Notice how the first request results in an “HTTP GET” and a “CACHE SET”, while the second one gets a “CACHE HIT” and does not touch “HTTP”. From this log output, we can conclude that the query cache is working.

Log analysis

You can also pass a file name to startLog. This makes it easier to read the log output back in as a data.frame and analyze it quantitatively.

Custom logging

You may want to send other events to the log, interspersed with your HTTP requests, whether for their own sake or to see how work done in R outside of the HTTP layer maps onto your server traffic. The function logMessage() writes to the connection specified by startLog, and it is available for general use. For error logging, the halt() function wraps stop and sends a message to the log (it also makes the awkwardly named call. argument to stop default to FALSE for cleaner error messaging).

Cache invalidation

As the saying (or joke, depending on the version), cache invalidation is one of the two hard problems in computer science. The trouble with caching what the server serves is that the server is the source of truth, and if the state of data on the server changes, our local copy of the data is stale. In some applications and with some APIs, we have no idea when the server state changes, but in many cases, the source of change on the server is actions that we initiate ourselves. In these cases, a local query cache is more feasible, and cache invalidation more tractable.

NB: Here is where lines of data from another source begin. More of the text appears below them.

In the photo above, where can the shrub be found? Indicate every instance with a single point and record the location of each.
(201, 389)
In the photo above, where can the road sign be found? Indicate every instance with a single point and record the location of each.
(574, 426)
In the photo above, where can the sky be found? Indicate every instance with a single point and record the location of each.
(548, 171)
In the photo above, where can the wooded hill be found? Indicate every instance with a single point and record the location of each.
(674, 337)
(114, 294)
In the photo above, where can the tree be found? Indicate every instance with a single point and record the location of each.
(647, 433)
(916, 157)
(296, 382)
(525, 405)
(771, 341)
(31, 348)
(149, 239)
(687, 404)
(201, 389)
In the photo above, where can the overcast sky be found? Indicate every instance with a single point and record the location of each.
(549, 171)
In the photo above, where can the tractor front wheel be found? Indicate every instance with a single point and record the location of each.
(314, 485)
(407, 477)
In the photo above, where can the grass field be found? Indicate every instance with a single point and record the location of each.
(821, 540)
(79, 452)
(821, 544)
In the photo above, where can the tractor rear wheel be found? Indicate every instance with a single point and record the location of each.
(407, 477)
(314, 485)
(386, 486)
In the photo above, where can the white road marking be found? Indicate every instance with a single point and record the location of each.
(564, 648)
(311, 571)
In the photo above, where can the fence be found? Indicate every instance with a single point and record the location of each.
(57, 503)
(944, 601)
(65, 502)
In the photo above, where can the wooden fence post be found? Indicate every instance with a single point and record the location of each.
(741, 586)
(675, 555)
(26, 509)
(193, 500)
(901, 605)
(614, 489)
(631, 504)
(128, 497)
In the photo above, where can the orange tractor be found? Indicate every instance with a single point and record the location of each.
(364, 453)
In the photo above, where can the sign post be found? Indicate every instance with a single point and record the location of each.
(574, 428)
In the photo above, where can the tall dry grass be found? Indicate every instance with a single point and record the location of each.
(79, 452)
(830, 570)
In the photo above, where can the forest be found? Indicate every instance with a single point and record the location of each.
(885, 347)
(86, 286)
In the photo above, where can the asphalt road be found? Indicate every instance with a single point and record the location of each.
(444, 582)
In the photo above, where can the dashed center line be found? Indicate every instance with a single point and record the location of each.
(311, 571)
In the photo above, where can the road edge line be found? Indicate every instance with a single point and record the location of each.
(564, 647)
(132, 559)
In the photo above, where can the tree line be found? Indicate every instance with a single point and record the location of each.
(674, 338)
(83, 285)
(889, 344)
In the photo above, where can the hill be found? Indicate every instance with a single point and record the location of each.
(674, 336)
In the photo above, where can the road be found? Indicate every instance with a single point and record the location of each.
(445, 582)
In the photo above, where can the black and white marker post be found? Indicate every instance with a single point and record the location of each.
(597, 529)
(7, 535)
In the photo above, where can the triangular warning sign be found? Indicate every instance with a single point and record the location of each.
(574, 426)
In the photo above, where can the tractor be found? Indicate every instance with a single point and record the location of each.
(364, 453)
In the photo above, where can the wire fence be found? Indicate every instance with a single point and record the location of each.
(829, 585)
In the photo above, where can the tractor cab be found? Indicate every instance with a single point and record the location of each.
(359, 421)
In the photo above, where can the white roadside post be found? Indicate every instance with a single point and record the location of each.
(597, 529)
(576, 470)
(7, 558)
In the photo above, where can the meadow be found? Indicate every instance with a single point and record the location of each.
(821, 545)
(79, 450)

httpcache provides some functions to direct cache invalidation. We’ve seen one already, clearCache(), which wipes the entire cache. Other functions give more surgical control. dropOnly() invalidates cache only for the specified URL. dropPattern() uses regular expression matching to invalidate cache. dropCache() is a convenience wrapper around dropPattern that invalidates cache for any resources that start with the given URL.

Depending on the API with which you’re communicating, you may not need to use those cache-invalidation functions directly, or you may need them only infrequently. httpcache was designed with RESTful APIs in mind, particularly those that expose resources that contain collections of entities that can be created, replaced, updated, and deleted (“CRUD”) with POST, PUT, PATCH, and DELETE, respectively. Consequently, these four HTTP verb functions are built with default cache invalidation actions: POST invalidates cache only for the request URL (dropOnly), for the case where POST creates a new entity appearing as a subresource; while PUT, PATCH, and DELETE drop cache for the request URL and everything “below” it (dropCache).

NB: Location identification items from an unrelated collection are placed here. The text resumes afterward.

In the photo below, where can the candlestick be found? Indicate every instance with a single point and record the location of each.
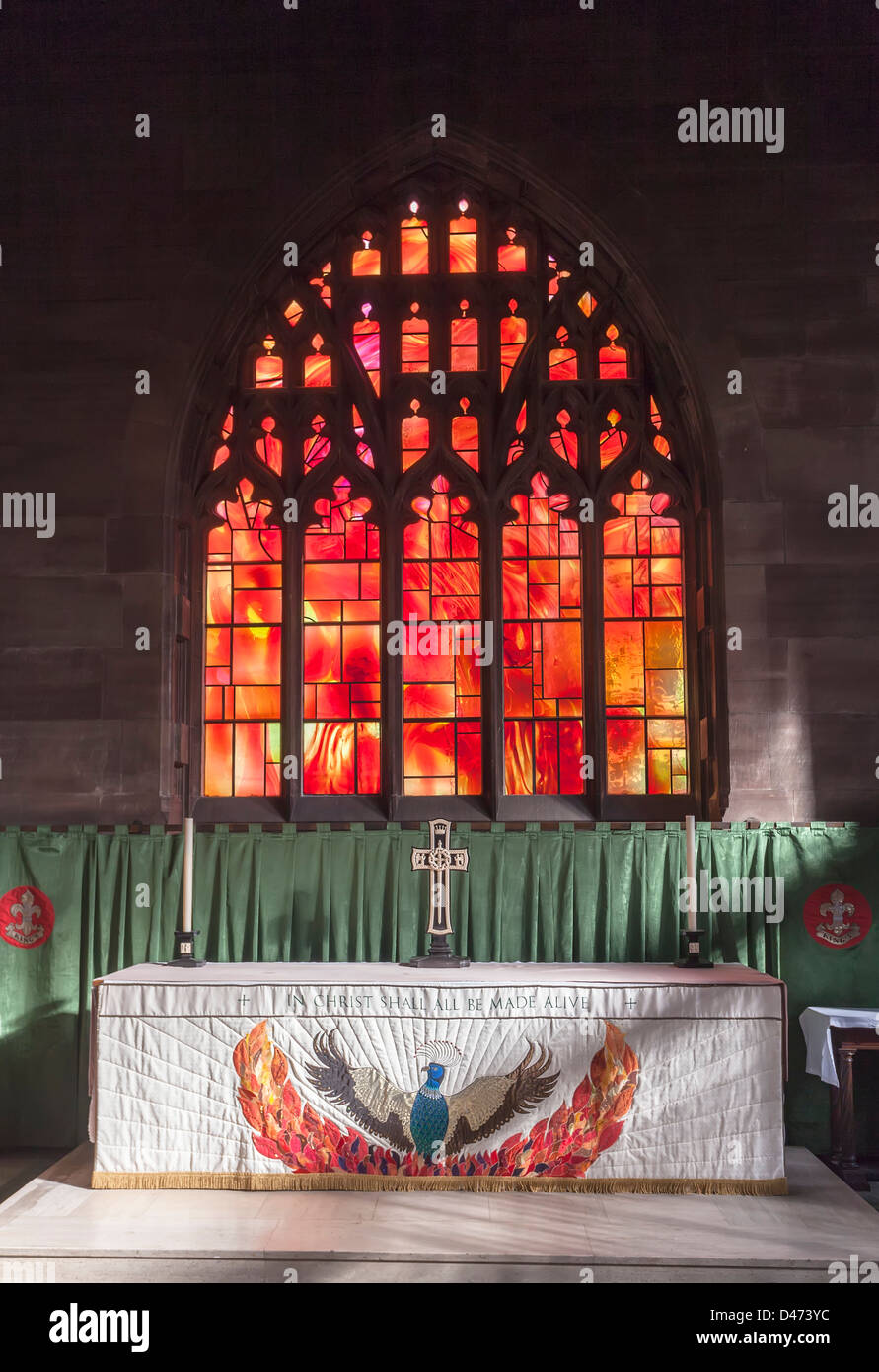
(188, 859)
(692, 882)
(692, 936)
(183, 938)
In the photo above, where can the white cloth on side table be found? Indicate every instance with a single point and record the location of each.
(816, 1024)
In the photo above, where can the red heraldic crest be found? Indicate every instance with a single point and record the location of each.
(27, 917)
(837, 915)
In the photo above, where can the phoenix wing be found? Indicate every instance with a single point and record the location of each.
(489, 1102)
(369, 1098)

For example, if GET http://api.example/projects/ returns a catalog of project entities, and POST to http://api.example/projects/ creates a resource at http://api.example/projects/new_id/, we need to bust cache for the project catalog on POST, but our cached responses for resources such as http://api.example/projects/old_id/ should still be valid. But, if we modify http://api.example/projects/new_id/, we should invalidate cache for that resource and for other resources appearing as subresources of it, such as http://api.example/projects/new_id/users/.

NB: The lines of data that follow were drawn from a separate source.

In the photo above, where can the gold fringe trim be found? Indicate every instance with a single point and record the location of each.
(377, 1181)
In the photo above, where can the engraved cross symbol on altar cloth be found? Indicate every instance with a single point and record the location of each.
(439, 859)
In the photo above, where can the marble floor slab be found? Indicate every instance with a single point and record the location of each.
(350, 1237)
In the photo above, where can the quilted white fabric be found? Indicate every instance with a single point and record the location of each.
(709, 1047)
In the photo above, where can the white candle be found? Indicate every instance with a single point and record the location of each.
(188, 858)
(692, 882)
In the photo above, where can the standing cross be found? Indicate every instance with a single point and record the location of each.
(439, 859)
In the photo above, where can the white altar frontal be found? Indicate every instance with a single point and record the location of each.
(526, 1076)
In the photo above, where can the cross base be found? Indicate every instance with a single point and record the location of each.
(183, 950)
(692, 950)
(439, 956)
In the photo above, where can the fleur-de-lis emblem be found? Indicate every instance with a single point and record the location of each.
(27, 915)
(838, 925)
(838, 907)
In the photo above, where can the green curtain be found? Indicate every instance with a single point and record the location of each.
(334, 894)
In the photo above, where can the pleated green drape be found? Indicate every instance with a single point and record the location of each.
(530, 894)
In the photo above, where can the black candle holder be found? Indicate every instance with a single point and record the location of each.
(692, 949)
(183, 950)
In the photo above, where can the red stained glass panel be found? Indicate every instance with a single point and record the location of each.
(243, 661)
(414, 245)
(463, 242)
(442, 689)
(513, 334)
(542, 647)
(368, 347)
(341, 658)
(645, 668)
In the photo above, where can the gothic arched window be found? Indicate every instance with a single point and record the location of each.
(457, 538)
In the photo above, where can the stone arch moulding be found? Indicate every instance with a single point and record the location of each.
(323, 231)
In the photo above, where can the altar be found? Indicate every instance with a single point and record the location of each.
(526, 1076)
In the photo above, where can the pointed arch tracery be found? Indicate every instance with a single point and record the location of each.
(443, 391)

These verb functions in httpcache (POST(), PUT(), PATCH(), and DELETE()) all take a drop argument, which defaults as described above. To override them, you can specify a different call other than dropCache(url) or dropOnly(url), or you can pass drop = NULL and call the cache-invalidation functions directly outside of the request functions. Depending on your API and your usage of it, however, httpcache’s cache management may just work for you with no additional effort.

Caching across sessions

The query cache you build up in one R session doesn’t have to end with it. Use saveCache() to write out the contents of your cache to a .rds file. Restore it later with loadCache().